At Bragg, we currently own and buy Facebook, Apple, Amazon, Google, and Microsoft. These companies have demonstrated the ability to generate repeatable profits, maintain manageable levels of debt, and showcase the high quality of their management. The decision to add a company to our portfolio requires time and research. Our investment committee diligently and regularly reviews each of these companies, and all the companies we own, to determine whether or not they are still suitable and appropriately valued for inclusion in our portfolio.
A key element of our strategy is to remain diversified throughout all market segments. Diversification lowers risk and volatility. Technology companies like FAANGM are trading at all-time highs today. However, another Mark Zuckerberg, Bill Gates, or Jeff Bezos could be sitting in his garage right now working on a product or service that could change the habits of millions the way FAANGM has. Companies with multiple products in more than one industry typically carry less risk. There’s a reason that the saying about not putting all your eggs in one basket has survived for centuries.
At Bragg, we do not believe in speculating. We do not make predictions about the market.

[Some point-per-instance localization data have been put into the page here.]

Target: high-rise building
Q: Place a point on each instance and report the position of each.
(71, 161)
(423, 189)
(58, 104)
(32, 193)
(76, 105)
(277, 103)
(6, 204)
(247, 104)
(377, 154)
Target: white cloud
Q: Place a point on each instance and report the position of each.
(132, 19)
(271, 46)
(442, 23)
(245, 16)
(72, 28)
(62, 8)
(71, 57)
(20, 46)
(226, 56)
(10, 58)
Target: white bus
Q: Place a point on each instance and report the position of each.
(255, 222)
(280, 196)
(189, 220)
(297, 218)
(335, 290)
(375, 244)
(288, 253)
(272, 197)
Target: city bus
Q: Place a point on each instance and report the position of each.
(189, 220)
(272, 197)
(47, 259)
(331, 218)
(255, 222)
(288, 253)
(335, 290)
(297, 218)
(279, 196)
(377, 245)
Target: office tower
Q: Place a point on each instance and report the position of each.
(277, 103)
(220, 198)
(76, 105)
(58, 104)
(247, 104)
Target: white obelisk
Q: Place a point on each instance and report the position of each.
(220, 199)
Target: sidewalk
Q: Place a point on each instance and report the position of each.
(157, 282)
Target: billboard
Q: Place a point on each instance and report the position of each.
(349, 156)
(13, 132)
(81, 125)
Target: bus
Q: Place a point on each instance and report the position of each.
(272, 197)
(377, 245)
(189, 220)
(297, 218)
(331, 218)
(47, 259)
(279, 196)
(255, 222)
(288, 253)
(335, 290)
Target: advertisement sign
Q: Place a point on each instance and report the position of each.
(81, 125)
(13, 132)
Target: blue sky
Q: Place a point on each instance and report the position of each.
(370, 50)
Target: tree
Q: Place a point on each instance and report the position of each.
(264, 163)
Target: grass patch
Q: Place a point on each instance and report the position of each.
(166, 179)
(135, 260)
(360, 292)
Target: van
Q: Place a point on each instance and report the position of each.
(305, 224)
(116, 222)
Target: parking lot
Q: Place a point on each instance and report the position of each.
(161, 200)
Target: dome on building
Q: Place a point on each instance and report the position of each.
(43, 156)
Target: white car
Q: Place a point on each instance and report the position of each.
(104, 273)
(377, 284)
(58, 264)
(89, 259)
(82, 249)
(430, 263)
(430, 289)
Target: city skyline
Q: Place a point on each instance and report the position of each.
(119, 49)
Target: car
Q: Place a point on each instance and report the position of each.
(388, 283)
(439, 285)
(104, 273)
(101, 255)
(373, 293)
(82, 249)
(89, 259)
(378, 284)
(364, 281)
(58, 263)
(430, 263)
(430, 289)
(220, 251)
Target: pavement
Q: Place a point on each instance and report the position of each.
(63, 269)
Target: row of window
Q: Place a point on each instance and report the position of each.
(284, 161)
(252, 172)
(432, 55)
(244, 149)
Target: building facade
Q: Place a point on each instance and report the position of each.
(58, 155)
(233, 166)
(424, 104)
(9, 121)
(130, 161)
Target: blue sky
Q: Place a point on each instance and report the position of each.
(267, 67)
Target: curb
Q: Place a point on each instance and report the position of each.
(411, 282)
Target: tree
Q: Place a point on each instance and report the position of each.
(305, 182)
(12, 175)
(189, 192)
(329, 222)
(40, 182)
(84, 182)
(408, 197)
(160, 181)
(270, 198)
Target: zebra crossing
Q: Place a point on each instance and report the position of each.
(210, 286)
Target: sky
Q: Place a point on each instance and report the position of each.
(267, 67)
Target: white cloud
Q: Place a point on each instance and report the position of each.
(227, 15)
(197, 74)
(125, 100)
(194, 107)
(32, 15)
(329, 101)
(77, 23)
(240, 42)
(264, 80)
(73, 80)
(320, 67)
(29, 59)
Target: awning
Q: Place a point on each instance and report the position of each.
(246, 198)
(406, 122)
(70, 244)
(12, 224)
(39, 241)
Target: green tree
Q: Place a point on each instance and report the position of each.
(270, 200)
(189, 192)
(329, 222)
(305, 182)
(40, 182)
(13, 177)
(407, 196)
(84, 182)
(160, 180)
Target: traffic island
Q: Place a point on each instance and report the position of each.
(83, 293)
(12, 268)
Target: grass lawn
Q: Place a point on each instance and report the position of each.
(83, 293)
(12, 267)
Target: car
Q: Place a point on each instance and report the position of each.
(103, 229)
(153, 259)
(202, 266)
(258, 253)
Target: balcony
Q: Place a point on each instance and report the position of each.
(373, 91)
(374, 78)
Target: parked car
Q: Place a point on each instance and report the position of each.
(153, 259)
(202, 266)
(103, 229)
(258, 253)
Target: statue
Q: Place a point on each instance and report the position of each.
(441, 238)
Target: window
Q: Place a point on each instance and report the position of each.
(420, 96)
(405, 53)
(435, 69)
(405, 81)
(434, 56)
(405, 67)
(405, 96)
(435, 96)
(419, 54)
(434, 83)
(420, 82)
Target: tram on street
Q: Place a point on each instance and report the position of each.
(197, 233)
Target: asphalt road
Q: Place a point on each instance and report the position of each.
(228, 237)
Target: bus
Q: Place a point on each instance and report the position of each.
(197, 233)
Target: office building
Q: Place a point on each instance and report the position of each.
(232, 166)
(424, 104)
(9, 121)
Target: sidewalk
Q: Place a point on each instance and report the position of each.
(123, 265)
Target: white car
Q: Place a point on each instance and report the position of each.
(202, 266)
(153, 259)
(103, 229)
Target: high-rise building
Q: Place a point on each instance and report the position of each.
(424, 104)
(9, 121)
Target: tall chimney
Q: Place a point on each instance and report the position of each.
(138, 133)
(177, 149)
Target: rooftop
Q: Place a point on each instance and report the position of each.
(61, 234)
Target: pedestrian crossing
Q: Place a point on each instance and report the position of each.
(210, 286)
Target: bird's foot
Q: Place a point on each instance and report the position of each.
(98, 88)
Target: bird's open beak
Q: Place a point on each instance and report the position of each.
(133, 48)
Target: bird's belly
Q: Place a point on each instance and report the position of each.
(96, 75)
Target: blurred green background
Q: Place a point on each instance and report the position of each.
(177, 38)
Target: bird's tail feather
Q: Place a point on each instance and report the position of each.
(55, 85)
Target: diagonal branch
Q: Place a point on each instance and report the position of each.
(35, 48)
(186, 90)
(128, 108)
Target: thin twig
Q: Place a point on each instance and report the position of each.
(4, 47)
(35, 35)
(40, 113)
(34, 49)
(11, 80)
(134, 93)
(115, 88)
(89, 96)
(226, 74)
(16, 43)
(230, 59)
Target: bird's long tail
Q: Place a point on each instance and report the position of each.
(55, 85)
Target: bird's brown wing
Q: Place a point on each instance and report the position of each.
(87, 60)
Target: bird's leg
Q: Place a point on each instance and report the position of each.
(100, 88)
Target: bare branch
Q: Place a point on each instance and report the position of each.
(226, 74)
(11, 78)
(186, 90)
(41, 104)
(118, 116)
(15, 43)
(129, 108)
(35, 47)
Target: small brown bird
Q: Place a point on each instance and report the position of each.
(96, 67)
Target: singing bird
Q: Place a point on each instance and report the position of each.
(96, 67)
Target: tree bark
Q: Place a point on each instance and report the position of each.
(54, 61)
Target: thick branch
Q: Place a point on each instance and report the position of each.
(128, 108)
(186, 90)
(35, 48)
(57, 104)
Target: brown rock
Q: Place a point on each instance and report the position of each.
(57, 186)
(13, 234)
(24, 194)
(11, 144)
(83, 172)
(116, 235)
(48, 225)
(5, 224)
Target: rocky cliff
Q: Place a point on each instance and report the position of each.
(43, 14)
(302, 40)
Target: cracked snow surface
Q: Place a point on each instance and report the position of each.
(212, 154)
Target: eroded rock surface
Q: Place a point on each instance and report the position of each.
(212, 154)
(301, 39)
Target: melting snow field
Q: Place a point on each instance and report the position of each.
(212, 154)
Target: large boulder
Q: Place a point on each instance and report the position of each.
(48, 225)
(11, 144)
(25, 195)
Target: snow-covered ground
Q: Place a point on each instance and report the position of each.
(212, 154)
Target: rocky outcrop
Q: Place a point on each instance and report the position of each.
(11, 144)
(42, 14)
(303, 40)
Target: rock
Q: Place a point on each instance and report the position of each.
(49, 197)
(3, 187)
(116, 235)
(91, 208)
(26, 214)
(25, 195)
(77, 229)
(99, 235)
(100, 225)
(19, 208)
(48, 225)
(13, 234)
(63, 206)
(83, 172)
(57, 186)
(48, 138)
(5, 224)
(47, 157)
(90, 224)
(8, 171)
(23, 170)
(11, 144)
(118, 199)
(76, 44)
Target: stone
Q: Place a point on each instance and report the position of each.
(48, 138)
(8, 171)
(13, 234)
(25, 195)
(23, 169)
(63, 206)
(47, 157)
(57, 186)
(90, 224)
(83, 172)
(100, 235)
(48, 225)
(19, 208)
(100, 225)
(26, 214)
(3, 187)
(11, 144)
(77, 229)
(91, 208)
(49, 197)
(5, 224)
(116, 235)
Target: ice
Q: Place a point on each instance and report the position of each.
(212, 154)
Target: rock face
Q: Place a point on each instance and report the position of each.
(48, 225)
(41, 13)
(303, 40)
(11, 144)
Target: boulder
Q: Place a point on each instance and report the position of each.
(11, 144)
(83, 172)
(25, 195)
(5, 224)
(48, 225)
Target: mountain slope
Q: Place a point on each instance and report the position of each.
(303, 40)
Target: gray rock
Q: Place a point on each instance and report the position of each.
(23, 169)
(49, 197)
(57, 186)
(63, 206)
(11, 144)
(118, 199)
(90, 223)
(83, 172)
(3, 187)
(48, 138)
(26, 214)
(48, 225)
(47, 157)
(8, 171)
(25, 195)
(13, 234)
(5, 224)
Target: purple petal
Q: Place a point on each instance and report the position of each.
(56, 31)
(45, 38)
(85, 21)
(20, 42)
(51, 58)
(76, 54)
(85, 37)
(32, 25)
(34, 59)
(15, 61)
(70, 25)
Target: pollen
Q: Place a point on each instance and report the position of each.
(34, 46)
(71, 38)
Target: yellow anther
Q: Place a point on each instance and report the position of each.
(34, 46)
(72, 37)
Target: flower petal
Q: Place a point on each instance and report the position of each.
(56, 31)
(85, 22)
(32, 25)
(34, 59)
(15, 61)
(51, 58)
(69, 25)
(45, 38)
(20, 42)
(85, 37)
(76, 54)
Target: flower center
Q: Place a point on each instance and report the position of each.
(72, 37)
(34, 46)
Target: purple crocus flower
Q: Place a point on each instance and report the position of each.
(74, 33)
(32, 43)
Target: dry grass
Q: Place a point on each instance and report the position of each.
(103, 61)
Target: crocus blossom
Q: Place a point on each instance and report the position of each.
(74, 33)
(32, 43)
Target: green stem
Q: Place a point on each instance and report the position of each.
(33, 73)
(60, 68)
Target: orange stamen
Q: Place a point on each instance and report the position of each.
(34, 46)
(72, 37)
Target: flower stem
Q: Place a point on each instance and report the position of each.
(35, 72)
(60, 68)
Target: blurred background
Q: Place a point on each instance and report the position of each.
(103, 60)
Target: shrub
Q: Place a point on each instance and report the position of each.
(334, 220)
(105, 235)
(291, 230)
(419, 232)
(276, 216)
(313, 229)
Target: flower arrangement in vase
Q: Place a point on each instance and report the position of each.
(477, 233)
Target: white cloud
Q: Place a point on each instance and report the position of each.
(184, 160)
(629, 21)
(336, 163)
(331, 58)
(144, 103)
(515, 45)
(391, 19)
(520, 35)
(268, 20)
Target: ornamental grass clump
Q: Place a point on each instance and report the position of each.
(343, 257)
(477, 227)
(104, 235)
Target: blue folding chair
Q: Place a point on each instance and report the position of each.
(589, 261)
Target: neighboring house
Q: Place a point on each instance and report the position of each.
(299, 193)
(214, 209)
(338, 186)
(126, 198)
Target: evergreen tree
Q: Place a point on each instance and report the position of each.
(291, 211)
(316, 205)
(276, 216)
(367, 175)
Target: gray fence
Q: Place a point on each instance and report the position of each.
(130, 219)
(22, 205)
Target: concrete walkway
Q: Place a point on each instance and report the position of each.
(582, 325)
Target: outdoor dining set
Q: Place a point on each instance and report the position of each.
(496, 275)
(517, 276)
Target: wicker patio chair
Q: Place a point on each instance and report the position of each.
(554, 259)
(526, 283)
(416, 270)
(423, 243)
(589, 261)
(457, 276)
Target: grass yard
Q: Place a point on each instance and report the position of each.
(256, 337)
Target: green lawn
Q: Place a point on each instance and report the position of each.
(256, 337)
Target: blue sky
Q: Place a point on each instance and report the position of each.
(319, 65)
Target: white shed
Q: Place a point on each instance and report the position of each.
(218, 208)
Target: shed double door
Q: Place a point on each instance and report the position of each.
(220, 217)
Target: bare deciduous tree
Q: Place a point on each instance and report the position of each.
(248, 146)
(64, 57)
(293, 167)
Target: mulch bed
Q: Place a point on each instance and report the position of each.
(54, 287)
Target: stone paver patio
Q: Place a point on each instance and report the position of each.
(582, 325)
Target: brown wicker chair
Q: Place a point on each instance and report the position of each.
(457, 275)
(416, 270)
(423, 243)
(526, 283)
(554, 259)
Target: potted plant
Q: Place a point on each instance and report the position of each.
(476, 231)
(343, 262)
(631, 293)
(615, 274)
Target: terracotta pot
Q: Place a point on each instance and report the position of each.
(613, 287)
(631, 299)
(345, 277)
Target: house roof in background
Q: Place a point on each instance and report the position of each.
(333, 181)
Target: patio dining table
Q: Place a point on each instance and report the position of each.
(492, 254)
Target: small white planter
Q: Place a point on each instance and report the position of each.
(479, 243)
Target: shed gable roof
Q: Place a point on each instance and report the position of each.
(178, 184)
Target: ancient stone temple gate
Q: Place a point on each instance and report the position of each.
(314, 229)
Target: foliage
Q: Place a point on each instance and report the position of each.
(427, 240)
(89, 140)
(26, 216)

We believe that a portfolio with a tilt toward value stocks will have better risk-adjusted returns over the long term. We believe that diversification including value and growth companies across various sectors will produce better results than attempting to pick a few market winners. Furthermore, we believe that having a disciplined, unemotional and repeatable rebalancing process (selling bonds and buying stocks, or vice versa to maintain allocation targets) during market declines and market run-ups will produce better risk-adjusted returns over time.
The only constant in life is change. At Bragg, our goal is to help our clients feel comfortable that while things around us change, their daily lives and future goals do not have to.